There Is No Planet B
Mike Berners-Lee
Feeding the world, climate change, biodiversity, antibiotics, plastics - the list of concerns seems endless. But what is most pressing, what are the knock-on effects of our actions, and what should we do first? Do we all need to become vegetarian? Mike Berners-Lee has crunched the numbers and plotted a course of action that is practical and even enjoyable.
Whole Earth Discipline
Stewart Brand
Stewart Brand relies on scientific rigor to shatter myths concerning nuclear energy, urbanization, genetic engineering, and other controversial subjects, showing exactly where the sources of our dilemmas lie and offering a bold, inventive set of policies and design- based solutions for shaping a more sustainable society.
The Future We Choose
Christiana Figueres & Tom Rivett-Carnac
The world Is on fire, from the Amazon to California, from Australia to the Siberian Arctic. The hour is late, and the moment of consequence, so long delayed, is now upon us. Do we watch the world burn or do we choose to do what is necessary to achieve a different future?
GAIA
James Lovelock
Written for non-scientists, Gaia is a journey through time and space in search of evidence in support of a radically different model of our planet. In contrast to conventional belief that life is passive in the face of threats to its existence, the book explores the hypothesis that the Earth's living matter influences air, ocean, and rock to form a complex, self-regulating system that has the capacity to keep the Earth a fit place for life.
FERAL
George Monbiot
How many of us sometimes feel that we are scratching at the walls of this life, seeking to find our way into a wider space beyond? That our mild, polite existence sometimes seems to crush the breath out of us? Feral is the lyrical and gripping story of George Monbiot's efforts to re-engage with nature and discover a new way of living.
Out of the Wreckage
George Monbiot
Today, our lives are dominated by an ideology of extreme competition and individualism. It misrepresents human nature, destroying hope and common purpose. But we cannot replace it without a positive vision, one that reengages people in politics and lights a path to a better world.

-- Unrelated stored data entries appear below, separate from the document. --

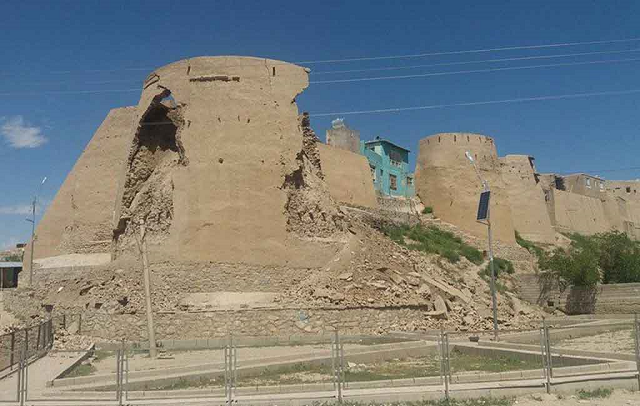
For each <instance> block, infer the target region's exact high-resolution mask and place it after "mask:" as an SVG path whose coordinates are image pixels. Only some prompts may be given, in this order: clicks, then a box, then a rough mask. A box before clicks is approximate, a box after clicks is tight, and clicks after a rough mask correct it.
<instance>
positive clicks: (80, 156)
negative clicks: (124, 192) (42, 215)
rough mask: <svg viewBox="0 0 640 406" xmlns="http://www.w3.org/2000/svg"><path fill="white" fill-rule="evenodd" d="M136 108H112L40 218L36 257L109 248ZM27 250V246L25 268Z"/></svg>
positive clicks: (44, 257)
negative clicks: (113, 216)
mask: <svg viewBox="0 0 640 406" xmlns="http://www.w3.org/2000/svg"><path fill="white" fill-rule="evenodd" d="M135 114H136V108H135V107H123V108H118V109H113V110H111V111H110V112H109V114H108V115H107V117H106V118H105V120H104V121H103V122H102V124H101V125H100V127H99V128H98V130H97V131H96V133H95V134H94V136H93V138H91V141H89V144H88V145H87V147H86V148H85V150H84V151H83V152H82V155H81V156H80V158H79V159H78V161H77V162H76V164H75V165H74V166H73V169H72V170H71V172H69V175H68V176H67V178H66V179H65V181H64V183H63V184H62V186H61V187H60V190H58V193H57V194H56V196H55V198H54V199H53V202H52V203H51V205H50V206H49V208H48V209H47V211H46V213H45V214H44V216H43V217H42V220H41V221H40V223H39V224H38V227H37V230H36V235H37V244H36V246H35V252H34V258H35V259H38V258H46V257H52V256H57V255H65V254H94V253H108V252H109V249H110V242H111V234H112V222H113V208H114V205H115V201H116V190H117V178H118V172H119V168H120V167H121V166H122V165H123V164H124V162H125V161H126V158H127V150H128V146H129V145H130V143H131V138H132V133H133V132H132V125H133V123H134V118H135ZM29 253H30V248H29V247H27V249H26V250H25V261H24V262H25V265H26V266H27V268H28V265H29V259H30V258H29Z"/></svg>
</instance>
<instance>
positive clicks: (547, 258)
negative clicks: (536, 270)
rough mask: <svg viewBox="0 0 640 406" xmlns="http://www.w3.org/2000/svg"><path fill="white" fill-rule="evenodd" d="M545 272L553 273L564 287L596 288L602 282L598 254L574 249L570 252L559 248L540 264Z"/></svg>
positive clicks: (545, 257)
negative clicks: (546, 271) (549, 272)
mask: <svg viewBox="0 0 640 406" xmlns="http://www.w3.org/2000/svg"><path fill="white" fill-rule="evenodd" d="M539 266H540V268H541V269H543V270H547V271H550V272H552V273H553V274H554V275H555V276H556V277H557V278H558V280H559V282H560V284H561V285H562V287H563V288H564V287H566V286H567V285H574V286H584V287H594V286H595V285H596V284H597V283H598V282H600V269H599V266H598V255H597V253H596V252H594V251H591V250H586V249H576V248H572V249H570V250H569V252H565V251H564V250H562V249H560V248H557V249H556V250H555V251H553V253H552V254H551V255H548V256H546V257H545V258H544V259H543V260H542V261H540V262H539Z"/></svg>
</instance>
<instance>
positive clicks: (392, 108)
mask: <svg viewBox="0 0 640 406" xmlns="http://www.w3.org/2000/svg"><path fill="white" fill-rule="evenodd" d="M635 93H640V89H629V90H613V91H603V92H589V93H570V94H558V95H550V96H534V97H520V98H515V99H502V100H487V101H471V102H461V103H449V104H432V105H428V106H415V107H394V108H384V109H375V110H354V111H338V112H332V113H315V114H309V115H310V116H311V117H328V116H335V117H340V116H348V115H354V114H379V113H397V112H401V111H416V110H431V109H442V108H447V107H463V106H482V105H489V104H506V103H522V102H528V101H544V100H561V99H578V98H584V97H596V96H619V95H626V94H635Z"/></svg>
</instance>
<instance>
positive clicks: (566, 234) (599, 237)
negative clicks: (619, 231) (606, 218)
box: [538, 231, 640, 287]
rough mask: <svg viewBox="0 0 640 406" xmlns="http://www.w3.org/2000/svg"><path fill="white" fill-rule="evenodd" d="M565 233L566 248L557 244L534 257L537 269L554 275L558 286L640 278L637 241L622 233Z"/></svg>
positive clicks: (563, 286)
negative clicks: (591, 235) (567, 240)
mask: <svg viewBox="0 0 640 406" xmlns="http://www.w3.org/2000/svg"><path fill="white" fill-rule="evenodd" d="M565 235H566V236H567V237H569V238H570V239H571V245H570V246H569V248H568V249H567V250H563V249H560V248H557V249H556V250H555V251H553V252H552V253H551V254H543V256H542V257H541V258H540V259H539V260H538V265H539V267H540V269H542V270H543V271H547V273H548V274H550V275H551V276H553V277H555V278H557V280H558V281H559V282H560V285H561V287H566V286H567V285H574V286H583V287H594V286H595V285H596V284H598V283H599V282H602V283H605V284H608V283H632V282H640V243H639V242H637V241H633V240H631V239H630V238H629V236H627V235H626V234H625V233H622V232H619V231H610V232H607V233H600V234H595V235H592V236H585V235H581V234H576V233H572V234H565Z"/></svg>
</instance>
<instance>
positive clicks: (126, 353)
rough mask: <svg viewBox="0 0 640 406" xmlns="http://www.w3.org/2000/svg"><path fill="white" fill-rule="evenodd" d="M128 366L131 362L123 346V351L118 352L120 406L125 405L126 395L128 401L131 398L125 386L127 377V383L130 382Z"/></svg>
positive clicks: (119, 393)
mask: <svg viewBox="0 0 640 406" xmlns="http://www.w3.org/2000/svg"><path fill="white" fill-rule="evenodd" d="M128 366H129V362H128V359H127V351H126V350H125V349H124V345H123V346H122V349H120V350H118V351H117V352H116V400H117V401H118V405H119V406H122V405H123V402H122V400H123V398H124V397H125V393H126V398H127V399H128V397H129V392H128V389H127V387H126V386H125V376H126V381H127V383H128V381H129V375H128V372H129V371H127V369H128Z"/></svg>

How Did We Get Into This Mess?
George Monbiot
George Monbiot is one of the most vocal, and eloquent, critics of the current consensus. How Did We Get into this Mess?, based on his powerful journalism, assesses the state we are now in: the devastation of the natural world, the crisis of inequality, the corporate takeover of nature, our obsessions with growth and profit and the decline of the political debate over what to do.
Food for Thought
Phil Haughton
From breakfast to bedtime the food that we eat and the natural world that we all share have the power to nourish our bodies, nurture our growth and support our health, vitality and survival. But are we taking it all for granted? Are we making the best choices for own bodies and minds, our families, our communities and for the planet?
Small is Beautiful
E F Schumacher
Offering a crucial message for the modern world struggling to balance economic growth with the human costs of globalisation, Small is Beautiful puts forward the revolutionary yet viable case for building our economies around the needs of communities, not corporations.